Zu Tage kamen zentnerweise Weissfische, zwei Schleien, ein Barsch, zwei Zander 10 Aale und 10 dicke fette Karpfen. Der Rest der Fische wird wahrscheinlich bei dem Fischsterben drauf gegangen sein, denn ich weiss von noch einigen kleinen, ca. 15 bis 20 cm Zandern und vielen kleinen Barschen. Einige Aale habe ich heute noch gesehen. Vermute sie sind durch die Kälte wohl erfrohren als sie auf dem Weg zu dem Rest Wasser der noch im Teich ist wollten. Auch unser Muschelbestand hat wohl bei dem Fischsterben sehr gelitten, ich konnte gestern gerade mal 45 Muscheln sammeln und heute noch einmal ca. 10 Stück. Hoffe in den nächsten Tagen noch einige Muscheln zu finden.

Hier schon mal einige Bilder die ich gemacht habe. Es sind leider nur wenige, da ich die meisste Zeit im Schlamm stande und mit den Fischen beschäftigt war. Sobald ich noch einige bekomme, werde ich sie aber hier in diesen Thread einstellen.


----------



## JonasH (17. Oktober 2004)

*AW: Abfischen*

Holla die Waldfee! echt ganz schäön dicke carps!
Was passiert denn mit dem ganzen FIsch???


----------



## SchwalmAngler (17. Oktober 2004)

*AW: Abfischen*

Die beiden Karpfen waren noch welche von den kleineren. Da waren Biester dabei die hatten einen doppelt so hohen Rücken.

Wir haben die Fische momentan in ein kleines Betonbecken von demjenigen der uns den Teich ausbaggert gesetzt. Leider konnten wir keinen Teich zum zwischenlagern finden. Ein Fischzüchter bei dem wir die Fische unterbringen wollten hatte Angst vor Fischkrankheiten, der Andere hatte leider keinen Teich mehr frei, so mussten wir diese Notlösung wählen. Wir hoffen aber, das wir die Fische Anfang November wieder in unseren Teich zurück setzen können. Bis dahin soll er ausgebaggert sein.


----------



## BigBonsay (26. Oktober 2004)

*AW: Abfischen*

hiho,

kannst du mal schreiben was ihr für das ausbaggern bezahlt ? welche grösse und wie tief ihr den teich wieder macht ? ich plane sowas nämlich auch nächstes jahr mit meinem teich, werde dann aber den teich von meinem fischlieferanten abfischen und lagern lassen, er hat dafür extra teiche  koste zwar dann 150€ die woche aber das muss halt sein


----------



## Counter-Striker (26. Oktober 2004)

*AW: Abfischen*

Wie lange hat es denn gedauert den leer zu pumpen ?
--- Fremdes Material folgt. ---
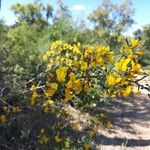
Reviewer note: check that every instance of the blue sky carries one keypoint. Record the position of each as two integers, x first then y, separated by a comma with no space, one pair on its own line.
81,8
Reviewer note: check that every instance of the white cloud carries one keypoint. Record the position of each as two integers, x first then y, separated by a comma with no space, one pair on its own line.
79,7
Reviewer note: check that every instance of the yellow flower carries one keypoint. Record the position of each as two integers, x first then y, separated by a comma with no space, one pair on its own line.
122,65
52,89
33,87
87,146
68,95
77,86
69,85
135,43
45,57
135,67
3,118
139,53
110,80
16,109
72,76
84,66
61,73
91,134
5,108
44,139
100,60
46,109
54,86
48,102
42,130
127,91
57,138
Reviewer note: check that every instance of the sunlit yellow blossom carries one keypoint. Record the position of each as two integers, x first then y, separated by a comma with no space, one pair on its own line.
16,109
135,67
61,73
77,86
84,66
87,146
5,108
139,53
69,85
68,95
33,87
135,43
57,138
122,65
72,76
42,130
34,96
44,139
127,91
113,79
48,102
3,118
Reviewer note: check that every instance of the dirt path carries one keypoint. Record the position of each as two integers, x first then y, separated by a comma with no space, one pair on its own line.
131,125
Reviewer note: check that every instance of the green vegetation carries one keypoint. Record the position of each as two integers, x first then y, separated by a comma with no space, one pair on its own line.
49,63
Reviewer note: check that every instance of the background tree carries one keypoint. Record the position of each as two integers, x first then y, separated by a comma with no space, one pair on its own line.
110,21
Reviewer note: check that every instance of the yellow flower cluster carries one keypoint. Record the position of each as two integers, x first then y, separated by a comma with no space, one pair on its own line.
73,70
125,70
2,118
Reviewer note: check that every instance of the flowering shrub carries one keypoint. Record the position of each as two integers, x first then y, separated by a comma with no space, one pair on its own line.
77,73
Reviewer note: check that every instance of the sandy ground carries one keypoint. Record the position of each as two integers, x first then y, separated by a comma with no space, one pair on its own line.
131,124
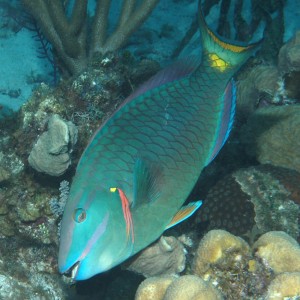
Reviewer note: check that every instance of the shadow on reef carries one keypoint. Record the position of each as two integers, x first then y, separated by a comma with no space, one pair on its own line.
115,284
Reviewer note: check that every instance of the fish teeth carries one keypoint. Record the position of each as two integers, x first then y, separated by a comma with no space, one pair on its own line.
74,270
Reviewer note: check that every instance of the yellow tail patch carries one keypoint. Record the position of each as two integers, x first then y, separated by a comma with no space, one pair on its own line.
217,62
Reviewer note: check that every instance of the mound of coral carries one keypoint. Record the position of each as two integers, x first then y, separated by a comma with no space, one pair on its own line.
254,200
226,267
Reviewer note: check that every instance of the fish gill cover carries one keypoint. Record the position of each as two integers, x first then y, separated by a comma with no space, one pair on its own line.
29,226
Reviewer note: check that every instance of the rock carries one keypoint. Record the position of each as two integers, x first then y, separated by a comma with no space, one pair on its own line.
272,134
51,153
278,251
219,247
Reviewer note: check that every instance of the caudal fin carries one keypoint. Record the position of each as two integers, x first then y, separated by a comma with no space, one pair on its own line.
220,53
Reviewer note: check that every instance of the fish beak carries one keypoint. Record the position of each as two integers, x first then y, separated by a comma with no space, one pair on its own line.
74,270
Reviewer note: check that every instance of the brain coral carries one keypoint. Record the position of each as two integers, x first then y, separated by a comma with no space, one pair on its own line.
166,256
262,197
188,287
278,251
191,287
272,135
153,288
218,247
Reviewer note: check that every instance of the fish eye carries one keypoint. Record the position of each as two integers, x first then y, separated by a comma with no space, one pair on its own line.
79,215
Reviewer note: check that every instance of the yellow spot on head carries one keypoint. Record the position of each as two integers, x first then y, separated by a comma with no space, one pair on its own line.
217,62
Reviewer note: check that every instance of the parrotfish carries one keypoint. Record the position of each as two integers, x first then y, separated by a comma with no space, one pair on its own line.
142,163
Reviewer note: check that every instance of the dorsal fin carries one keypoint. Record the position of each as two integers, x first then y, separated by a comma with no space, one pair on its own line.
227,118
184,213
176,71
147,182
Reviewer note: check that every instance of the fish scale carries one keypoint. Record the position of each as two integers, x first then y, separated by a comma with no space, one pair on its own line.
143,162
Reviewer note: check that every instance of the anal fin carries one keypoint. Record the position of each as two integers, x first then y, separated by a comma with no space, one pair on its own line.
147,182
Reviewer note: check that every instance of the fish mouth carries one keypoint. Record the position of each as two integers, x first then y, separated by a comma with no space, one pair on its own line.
72,271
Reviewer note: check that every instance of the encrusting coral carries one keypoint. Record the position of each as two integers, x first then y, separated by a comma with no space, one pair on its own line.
187,287
72,44
51,153
270,135
218,247
225,267
153,288
278,251
284,286
191,287
253,201
272,84
167,256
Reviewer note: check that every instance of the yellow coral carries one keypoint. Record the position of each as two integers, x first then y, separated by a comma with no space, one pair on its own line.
190,287
279,251
216,247
284,286
153,288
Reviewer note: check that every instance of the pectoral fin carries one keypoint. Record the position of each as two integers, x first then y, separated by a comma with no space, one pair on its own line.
184,213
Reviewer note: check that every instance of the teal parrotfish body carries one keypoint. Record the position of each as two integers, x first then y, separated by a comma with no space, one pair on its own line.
141,165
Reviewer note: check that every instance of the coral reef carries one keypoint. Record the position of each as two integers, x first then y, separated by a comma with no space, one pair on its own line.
30,204
221,248
254,200
51,153
268,84
284,286
28,271
270,136
167,256
72,45
186,287
153,288
191,287
278,251
224,266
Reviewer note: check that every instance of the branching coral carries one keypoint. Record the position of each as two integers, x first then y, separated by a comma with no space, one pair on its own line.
69,36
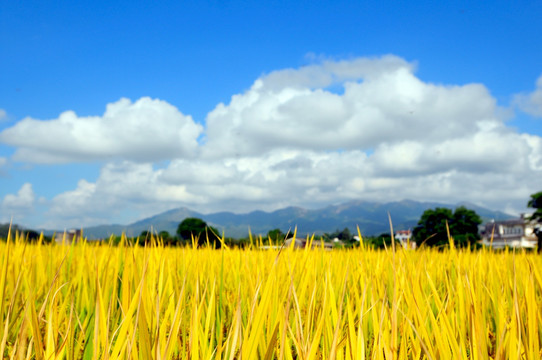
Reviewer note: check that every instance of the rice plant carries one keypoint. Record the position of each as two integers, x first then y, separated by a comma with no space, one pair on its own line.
99,301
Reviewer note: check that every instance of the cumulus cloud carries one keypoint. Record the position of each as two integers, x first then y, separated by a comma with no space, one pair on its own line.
531,103
325,133
18,205
147,130
382,101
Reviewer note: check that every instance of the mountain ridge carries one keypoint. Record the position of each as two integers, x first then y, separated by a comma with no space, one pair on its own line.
371,217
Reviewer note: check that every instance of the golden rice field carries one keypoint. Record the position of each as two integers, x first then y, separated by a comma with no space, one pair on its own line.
97,301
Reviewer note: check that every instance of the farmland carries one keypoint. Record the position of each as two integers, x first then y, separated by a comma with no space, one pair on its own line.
95,301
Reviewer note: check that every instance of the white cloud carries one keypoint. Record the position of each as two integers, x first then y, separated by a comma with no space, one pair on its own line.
531,103
291,140
387,105
18,205
147,130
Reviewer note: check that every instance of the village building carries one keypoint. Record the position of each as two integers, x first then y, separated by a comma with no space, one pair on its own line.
515,233
68,236
405,238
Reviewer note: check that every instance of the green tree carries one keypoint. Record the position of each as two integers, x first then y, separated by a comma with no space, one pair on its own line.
197,228
463,225
536,203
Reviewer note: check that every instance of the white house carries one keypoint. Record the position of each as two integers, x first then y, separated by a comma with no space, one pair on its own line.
516,233
404,237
Wirklich echt schöne Carps , würde mich auch auf weitere Bilder freuen ............


----------



## SchwalmAngler (26. Oktober 2004)

*AW: Abfischen*

@BigBonsay: Momentaner Stand sind ca. 2000€ fürs ausbaggern, plus ca. 500€ für LKW-Miete incl. Abtransport des Schlamms. Dann werden wir wohl noch einen Radlader mieten. Wir schätzen, das wir mit ca. 3000€ max. hinkommen werden. Der Teich ist ca. einen halben Hektar groß und soll bis auf die Sole ausgebaggert werden. Wie tief er wirklich ist wissen wir leider nicht genau. Das ist das erste mal das wir so eine Aktion durchführen. Er wurde von uns schon teilweise verschlammt von uns übernommen. Auf jeden Fall wird er danach erst mal wieder Tip Top sein. Ich kann ja noch ein paar Bilder vom Ausbaggern und der Umgestaltung (vielleicht kommt noch eine kleine Insel rein) posten.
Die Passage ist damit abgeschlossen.